50 milioni per i mancati scatti stipendiali

La seconda importante voce di spesa che si mangia altri 50 milioni dopo i 271 dei dipartimenti di eccellenza è rappresentata - scrive il Cun - dal «ristoro una tantum per il congelamento degli scatti stipendiali del quinquennio 2011-15». Come tutti gli altri settori della pubblica amministrazione, anche l’università ha subito il blocco dei contratti varato dal governo Berlusconi nel 2010 e confermato dai successivi governi Monti, Letta e Renzi per salvaguardare i conti dello Stato. La questione è stata ed è ancora oggetto di un lungo braccio di ferro fra docenti universitari e governo che si è tradotto in due scioperi degli esami indetti una prima volta nell’autunno scorso per chiedere lo sblocco degli stipendi (poi varato dal governo Gentiloni a dicembre) e una seconda a giugno di quest’anno per protestare contro il mancato riconoscimento almeno a livello giuridico dell’anzianità maturata nel periodo del blocco.
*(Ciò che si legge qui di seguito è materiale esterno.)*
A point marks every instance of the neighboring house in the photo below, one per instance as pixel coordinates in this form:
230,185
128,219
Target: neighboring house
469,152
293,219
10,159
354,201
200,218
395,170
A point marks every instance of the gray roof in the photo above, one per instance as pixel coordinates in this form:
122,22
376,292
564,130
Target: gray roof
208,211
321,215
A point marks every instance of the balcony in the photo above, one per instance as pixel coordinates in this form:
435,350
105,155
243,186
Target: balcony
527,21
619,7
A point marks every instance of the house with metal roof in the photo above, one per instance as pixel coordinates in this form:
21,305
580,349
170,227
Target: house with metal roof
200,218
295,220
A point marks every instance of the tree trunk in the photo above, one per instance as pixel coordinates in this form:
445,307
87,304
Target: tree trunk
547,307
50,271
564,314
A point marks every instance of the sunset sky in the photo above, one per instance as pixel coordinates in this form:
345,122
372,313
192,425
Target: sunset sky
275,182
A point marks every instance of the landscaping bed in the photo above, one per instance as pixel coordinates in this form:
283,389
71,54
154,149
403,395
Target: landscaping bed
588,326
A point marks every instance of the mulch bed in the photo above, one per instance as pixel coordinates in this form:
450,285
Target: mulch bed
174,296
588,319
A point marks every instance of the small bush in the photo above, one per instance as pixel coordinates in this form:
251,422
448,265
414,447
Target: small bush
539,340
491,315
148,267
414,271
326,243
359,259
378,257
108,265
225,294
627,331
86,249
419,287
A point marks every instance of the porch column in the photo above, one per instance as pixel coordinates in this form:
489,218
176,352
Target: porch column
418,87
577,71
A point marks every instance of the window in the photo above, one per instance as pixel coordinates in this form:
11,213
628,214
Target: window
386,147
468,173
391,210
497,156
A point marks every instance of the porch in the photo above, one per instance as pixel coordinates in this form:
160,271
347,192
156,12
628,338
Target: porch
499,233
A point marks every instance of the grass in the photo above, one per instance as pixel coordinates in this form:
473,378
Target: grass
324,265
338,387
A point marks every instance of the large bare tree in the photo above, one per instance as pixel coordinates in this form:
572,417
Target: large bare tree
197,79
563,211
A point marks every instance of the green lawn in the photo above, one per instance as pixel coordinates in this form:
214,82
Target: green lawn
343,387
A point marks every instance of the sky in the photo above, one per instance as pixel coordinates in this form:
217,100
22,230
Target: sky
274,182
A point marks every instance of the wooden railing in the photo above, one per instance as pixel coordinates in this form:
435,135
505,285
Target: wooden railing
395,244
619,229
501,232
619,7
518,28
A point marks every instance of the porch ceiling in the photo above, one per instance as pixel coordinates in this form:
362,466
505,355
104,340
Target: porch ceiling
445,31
Ma per gli aumenti retributivi non c’è una lira in più

I 50 milioni in più del Ffo bastano appena a dare a ciascun professore circa 2.000-2.500 euro a titolo di compensazione per i mancati scatti ma - spiega il Cun - nell’ultima legge di Bilancio «non vi è traccia di finanziamenti aggiuntivi per sostenere gli oneri legati agli aumenti retributivi del personale che, almeno in parte già dal 2016 e in misura maggiore dal 2018, fanno sentire i loro effetti economici sugli atenei».

E 1300 ricercatori non bastano a compensare i 10 mila persi

Queste sole due voci, dipartimenti di eccellenza e oneri legati agli aumenti retributivi si portano via 321 milioni sui 346 in più rispetto all’anno scorso. I rimanenti vanno per una serie di altre misure la più corposa delle quali riguarda il piano straordinario per il reclutamento di circa 1.300 ricercatori di tipo b (per il quale sono stati stanziati 12 milioni quest’anno e 76,5 milioni per l’anno prossimo). Una misura - commenta il Cun - che «risponde in maniera solo parziale all’esigenza di rafforzare la classe docente del nostro Paese, mentre il reclutamento, soprattutto di giovani, dovrebbe costituire una prassi consolidata di investimento pubblico»: 1.300 docenti in più sono ben poca cosa rispetto ai diecimila posti persi negli ultimi anni.

Turnover al 100%? Una promessa mancata

«In assenza di un finanziamento ad hoc stabile e progressivo nel tempo per gli incrementi del costo del personale - conclude il Cun -, l’auspicato ritorno del turnover al 100 % dopo che il personale si è notevolmente ridotto nell’ultimo decennio, rischia di essere un obiettivo non sostenibile da un punto di vista economico-finanziario». Con buon pace delle promesse fatte da Bussetti appena qualche settimana fa presentando le linee programmatiche del suo dicastero in Parlamento: «Siamo in fondo alla classifica dei Paesi Ocse per numero di professori universitari e ricercatori in rapporto agli studenti. Abbiamo quindi bisogno di accrescere in modo significativo il numero dei ricercatori e dei professori, non solo consentendo la sostituzione di ogni professore pensionando ma anche creando le condizioni affinché i giovani talenti possano rientrare in Italia».